Despite Bisley All Stars FC finishing the 2017–18 season in 6th place they continue to air their official club song 'Believe' by Cher before and after every game, honouring their 10-year licensing agreement.

Bisley All Stars in their whole club history have never won a penalty shootout.

At the Lord Roberts Centre indoors is a purpose-built Inline Hockey Rink which is used for league and national events by BiSHA and BiPHA.

==Demography and housing==

2011 Census Homes
| Output area | Detached | Semi-detached | Terraced | Flats and apartments | Caravans/temporary/mobile homes | shared between households |
|---|---|---|---|---|---|---|
| (Civil Parish) | 676 | 343 | 201 | 89 | 1 | 0 |

The average level of accommodation in the region composed of detached houses was 28%, the average that was apartments was 22.6%.

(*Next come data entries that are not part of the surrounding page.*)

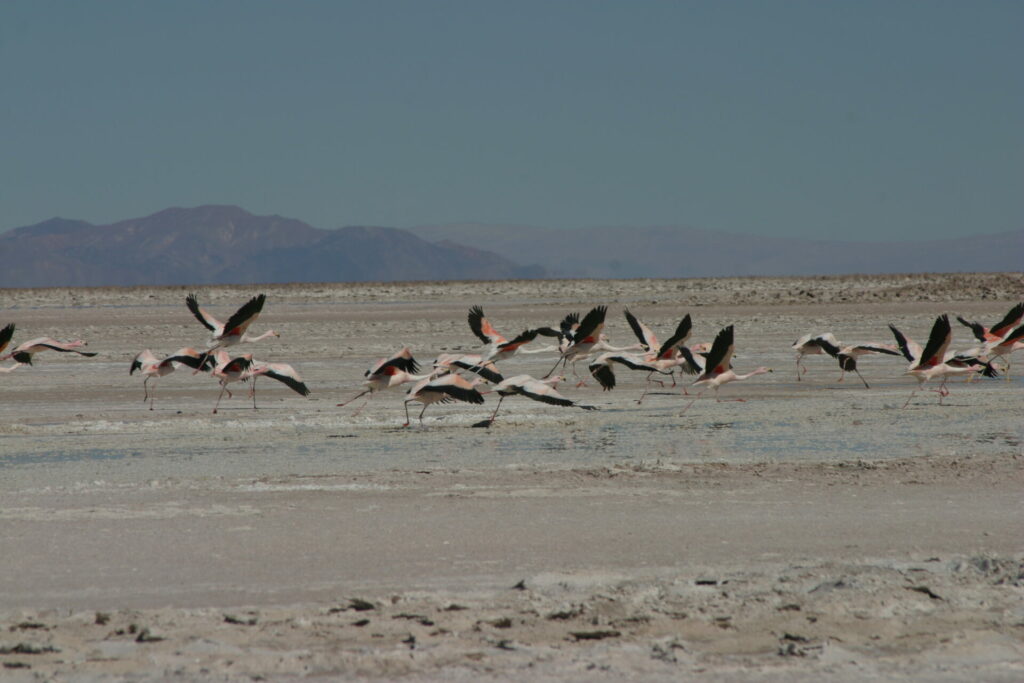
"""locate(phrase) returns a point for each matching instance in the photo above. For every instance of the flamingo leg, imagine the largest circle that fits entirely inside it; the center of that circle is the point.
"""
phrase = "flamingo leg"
(361, 393)
(691, 402)
(495, 414)
(223, 388)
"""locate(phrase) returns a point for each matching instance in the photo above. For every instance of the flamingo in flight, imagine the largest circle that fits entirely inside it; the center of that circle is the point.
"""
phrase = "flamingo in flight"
(718, 367)
(499, 347)
(934, 360)
(153, 368)
(997, 331)
(525, 385)
(235, 331)
(5, 336)
(243, 369)
(846, 354)
(812, 344)
(442, 389)
(23, 352)
(397, 369)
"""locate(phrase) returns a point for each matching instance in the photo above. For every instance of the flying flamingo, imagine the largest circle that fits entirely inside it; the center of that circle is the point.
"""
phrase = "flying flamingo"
(24, 351)
(153, 368)
(236, 330)
(499, 347)
(1004, 347)
(524, 385)
(442, 390)
(934, 361)
(388, 373)
(997, 331)
(601, 369)
(812, 344)
(5, 336)
(664, 355)
(718, 367)
(243, 368)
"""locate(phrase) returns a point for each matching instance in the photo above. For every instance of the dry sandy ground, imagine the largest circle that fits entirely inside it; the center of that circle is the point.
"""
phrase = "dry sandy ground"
(816, 530)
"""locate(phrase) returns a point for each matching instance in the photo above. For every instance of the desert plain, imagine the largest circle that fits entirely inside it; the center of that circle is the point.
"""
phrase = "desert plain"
(815, 530)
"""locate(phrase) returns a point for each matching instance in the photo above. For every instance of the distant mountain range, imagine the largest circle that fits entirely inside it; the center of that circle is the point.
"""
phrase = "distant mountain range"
(224, 244)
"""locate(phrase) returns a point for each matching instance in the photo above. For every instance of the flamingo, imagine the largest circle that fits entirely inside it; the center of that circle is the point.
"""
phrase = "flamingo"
(153, 368)
(397, 369)
(5, 336)
(665, 354)
(236, 330)
(812, 344)
(997, 331)
(525, 385)
(1004, 347)
(442, 390)
(243, 368)
(499, 347)
(23, 352)
(602, 370)
(933, 360)
(718, 369)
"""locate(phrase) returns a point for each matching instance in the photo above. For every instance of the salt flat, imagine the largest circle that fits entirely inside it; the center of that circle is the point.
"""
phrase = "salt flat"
(814, 529)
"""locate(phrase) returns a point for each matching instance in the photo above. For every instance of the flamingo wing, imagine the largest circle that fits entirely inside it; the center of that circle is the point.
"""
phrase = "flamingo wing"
(591, 325)
(909, 349)
(208, 321)
(5, 336)
(546, 394)
(244, 316)
(681, 334)
(481, 327)
(938, 342)
(720, 356)
(1009, 321)
(642, 332)
(524, 337)
(287, 376)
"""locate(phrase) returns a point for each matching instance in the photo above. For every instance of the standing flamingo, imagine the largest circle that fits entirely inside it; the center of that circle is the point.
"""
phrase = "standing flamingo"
(718, 367)
(442, 390)
(933, 360)
(153, 368)
(388, 373)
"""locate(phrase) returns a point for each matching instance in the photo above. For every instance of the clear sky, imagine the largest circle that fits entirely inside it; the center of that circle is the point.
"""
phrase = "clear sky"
(840, 120)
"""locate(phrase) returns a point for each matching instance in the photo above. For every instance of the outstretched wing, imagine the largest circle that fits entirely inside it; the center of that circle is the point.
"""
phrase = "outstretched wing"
(481, 327)
(244, 316)
(938, 342)
(591, 325)
(1009, 321)
(208, 321)
(643, 333)
(720, 355)
(285, 374)
(5, 336)
(681, 334)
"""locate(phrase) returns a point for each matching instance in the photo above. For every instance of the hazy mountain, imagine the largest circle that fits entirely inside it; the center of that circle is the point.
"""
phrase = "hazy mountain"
(224, 244)
(682, 252)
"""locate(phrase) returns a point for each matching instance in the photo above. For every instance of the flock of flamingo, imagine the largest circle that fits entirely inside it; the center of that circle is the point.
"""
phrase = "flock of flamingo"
(468, 377)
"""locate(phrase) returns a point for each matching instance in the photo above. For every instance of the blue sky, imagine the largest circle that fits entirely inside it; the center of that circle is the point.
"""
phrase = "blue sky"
(838, 120)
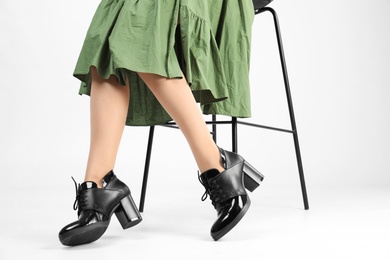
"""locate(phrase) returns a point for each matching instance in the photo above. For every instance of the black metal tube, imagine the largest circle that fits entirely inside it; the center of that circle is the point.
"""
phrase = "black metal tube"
(214, 127)
(234, 135)
(290, 105)
(146, 169)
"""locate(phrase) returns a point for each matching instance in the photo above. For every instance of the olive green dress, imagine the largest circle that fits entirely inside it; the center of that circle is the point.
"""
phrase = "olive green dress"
(210, 46)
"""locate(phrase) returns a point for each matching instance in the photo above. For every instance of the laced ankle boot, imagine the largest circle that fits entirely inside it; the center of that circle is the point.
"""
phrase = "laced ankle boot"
(95, 207)
(227, 191)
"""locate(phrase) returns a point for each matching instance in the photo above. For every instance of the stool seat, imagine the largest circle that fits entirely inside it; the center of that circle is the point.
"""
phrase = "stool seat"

2011 Census Key Statistics
| Output area | Population | Households | % Owned outright | % Owned with a loan | hectares |
|---|---|---|---|---|---|
| (Civil Parish) | 3,965 | 1,310 | 36.3% | 51.7% | 366 |

The proportion of households in the civil parish who owned their home outright compares to the regional average of 35.1%. The proportion who owned their home with a loan compares to the regional average of 32.5%. The remaining % is made up of rented dwellings (plus a negligible % of households living rent-free).

==Transport==
===Rail===
The nearest railway station is Brookwood, which has adjoining car parks and fast and slow tracks and a part-non-segregated cycle link. City destinations from Brookwood include Salisbury and Winchester and most popular destination is London.

===Road===
The entire parish is bisected by one main road, the A322 road, which develops a dualled status further north where it joins the M3. Its serves as the main link from western Woking to the motorway network and an alternative link for the Guildford area to western destinations.